Just thought I would share with you guys the stand I made for my Fluval Spec v. 

It is completely made out of all reclaimed wood so the total cost of build was £0.00

A simple frame was made then the sides and doors where cladded with pallet wood. Solid oak was used for the top which was an off cut of a kitchen worktop.

I then painted the outside with some chalk paint with I had lying around.

This is the first time I have ever made anything like this so I'm ecstatic about the finished product. It turned out exactly how I pictured it in my head which is a rarity.


----------



## temple2101 (Jun 6, 2012)

Nice "green" idea!
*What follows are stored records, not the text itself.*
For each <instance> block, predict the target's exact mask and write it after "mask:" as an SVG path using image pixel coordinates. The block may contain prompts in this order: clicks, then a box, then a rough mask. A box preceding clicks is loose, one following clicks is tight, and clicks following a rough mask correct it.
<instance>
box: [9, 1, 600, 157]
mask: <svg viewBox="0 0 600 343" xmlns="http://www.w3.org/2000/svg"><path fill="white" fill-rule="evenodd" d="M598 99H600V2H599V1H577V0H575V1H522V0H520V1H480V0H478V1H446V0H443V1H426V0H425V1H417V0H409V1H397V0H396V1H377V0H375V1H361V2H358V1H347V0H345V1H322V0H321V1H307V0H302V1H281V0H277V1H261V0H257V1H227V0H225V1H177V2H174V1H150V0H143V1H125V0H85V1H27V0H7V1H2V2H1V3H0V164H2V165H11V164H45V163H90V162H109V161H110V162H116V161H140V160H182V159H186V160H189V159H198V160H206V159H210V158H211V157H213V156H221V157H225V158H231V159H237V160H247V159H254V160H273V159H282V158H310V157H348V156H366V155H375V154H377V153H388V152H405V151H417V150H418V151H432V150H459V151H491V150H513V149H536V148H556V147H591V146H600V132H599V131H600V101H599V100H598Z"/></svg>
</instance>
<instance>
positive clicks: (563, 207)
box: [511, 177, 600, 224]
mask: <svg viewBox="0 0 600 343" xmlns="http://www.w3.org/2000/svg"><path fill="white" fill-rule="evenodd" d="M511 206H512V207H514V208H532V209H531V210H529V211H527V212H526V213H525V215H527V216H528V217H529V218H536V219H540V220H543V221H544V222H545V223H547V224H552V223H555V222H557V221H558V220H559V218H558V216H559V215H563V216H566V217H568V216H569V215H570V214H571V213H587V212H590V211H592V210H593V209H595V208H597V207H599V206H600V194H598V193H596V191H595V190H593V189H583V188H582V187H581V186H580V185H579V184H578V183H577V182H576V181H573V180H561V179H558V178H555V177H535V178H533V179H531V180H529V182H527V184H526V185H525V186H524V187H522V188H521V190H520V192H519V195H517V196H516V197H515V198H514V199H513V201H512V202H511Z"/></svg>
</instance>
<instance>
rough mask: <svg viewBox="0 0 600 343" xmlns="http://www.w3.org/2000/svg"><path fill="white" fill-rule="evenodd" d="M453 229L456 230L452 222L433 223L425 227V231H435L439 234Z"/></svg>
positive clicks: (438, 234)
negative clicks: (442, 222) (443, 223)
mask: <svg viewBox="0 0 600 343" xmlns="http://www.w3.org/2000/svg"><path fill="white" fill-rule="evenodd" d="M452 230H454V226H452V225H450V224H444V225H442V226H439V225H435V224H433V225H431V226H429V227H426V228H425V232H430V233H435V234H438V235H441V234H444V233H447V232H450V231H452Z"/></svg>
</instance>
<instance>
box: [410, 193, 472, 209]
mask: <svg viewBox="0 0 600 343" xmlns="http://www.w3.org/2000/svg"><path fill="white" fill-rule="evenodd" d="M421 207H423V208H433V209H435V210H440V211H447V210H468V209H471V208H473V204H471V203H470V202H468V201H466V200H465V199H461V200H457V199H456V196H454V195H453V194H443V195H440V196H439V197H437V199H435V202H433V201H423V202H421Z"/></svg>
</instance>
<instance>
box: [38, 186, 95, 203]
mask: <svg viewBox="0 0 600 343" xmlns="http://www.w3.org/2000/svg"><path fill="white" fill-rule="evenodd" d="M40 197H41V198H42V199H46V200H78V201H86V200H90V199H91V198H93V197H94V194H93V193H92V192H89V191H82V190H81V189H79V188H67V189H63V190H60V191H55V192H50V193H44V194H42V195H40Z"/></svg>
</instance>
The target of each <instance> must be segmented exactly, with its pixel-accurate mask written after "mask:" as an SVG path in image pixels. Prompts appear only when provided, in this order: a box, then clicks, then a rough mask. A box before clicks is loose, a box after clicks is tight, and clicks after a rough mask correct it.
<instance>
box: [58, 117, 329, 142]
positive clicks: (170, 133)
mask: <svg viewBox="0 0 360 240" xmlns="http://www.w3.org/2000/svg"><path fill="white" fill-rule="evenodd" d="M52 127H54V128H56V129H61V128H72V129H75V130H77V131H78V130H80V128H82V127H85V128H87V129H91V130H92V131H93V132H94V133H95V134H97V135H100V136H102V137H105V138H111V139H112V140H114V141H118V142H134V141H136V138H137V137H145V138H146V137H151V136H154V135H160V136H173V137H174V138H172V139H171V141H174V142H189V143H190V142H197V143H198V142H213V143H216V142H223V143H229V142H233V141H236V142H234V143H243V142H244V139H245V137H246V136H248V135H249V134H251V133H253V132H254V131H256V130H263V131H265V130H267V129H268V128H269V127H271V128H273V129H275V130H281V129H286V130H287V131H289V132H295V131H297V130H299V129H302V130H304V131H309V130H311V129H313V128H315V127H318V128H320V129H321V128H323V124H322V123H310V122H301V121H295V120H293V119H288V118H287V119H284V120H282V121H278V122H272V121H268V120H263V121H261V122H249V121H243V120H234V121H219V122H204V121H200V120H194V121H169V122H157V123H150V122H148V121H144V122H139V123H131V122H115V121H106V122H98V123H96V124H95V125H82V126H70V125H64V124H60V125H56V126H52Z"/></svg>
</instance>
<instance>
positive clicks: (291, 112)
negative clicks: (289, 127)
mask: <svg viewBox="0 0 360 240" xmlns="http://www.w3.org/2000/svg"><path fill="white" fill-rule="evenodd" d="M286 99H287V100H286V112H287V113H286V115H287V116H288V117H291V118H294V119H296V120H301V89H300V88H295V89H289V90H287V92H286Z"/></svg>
I like it!


----------



## Wy Renegade (Nov 29, 2011)

Nice use for all those old pallets.


----------



## Bryanmc1988 (Apr 3, 2012)

hey if its free whos to complain =) count me in lol


----------



## steven p (Jun 22, 2012)

it looks fantastic, and rather classy as well..


----------



## whickerda (Sep 22, 2009)

Very Nice! I love projects like this and yours turned out very well.


----------



## golfer_d (Oct 3, 2012)

that is awesome....nice job!


----------



## GraphicGr8s (Apr 4, 2011)

Sweet. Here in the states many pallets are made of oak. Not the best quality oak but if you plane it down it's stainable.


----------



## DKShrimporium (Nov 23, 2004)

Wow, that is terrific, both the recycling and the craftsmanship. I really really like what you did.

DK


----------



## laqu (Oct 17, 2012)

i LOVE it...


----------



## shloken38 (Aug 17, 2012)

Awesome work man! I envy your creativity.


----------



## slavecorps (Jul 7, 2009)

Great looking stand. Time to keep an eye out by the dumpsters outside of my dorm for a usable pallet. Seems like all the good stuff gets thrown away when I'm not looking for it.


----------



## MiniFishRoom (Mar 23, 2012)

Awesome Job and it looks Pretty Sweet too!


----------



## Diana (Jan 14, 2010)

Really nice, rustic look! 
I think I will start grabbing pallets!


----------



## CoffeeLove (Oct 31, 2012)

Love it. Great job man

Sent from my SPH-L710 using Tapatalk 2


----------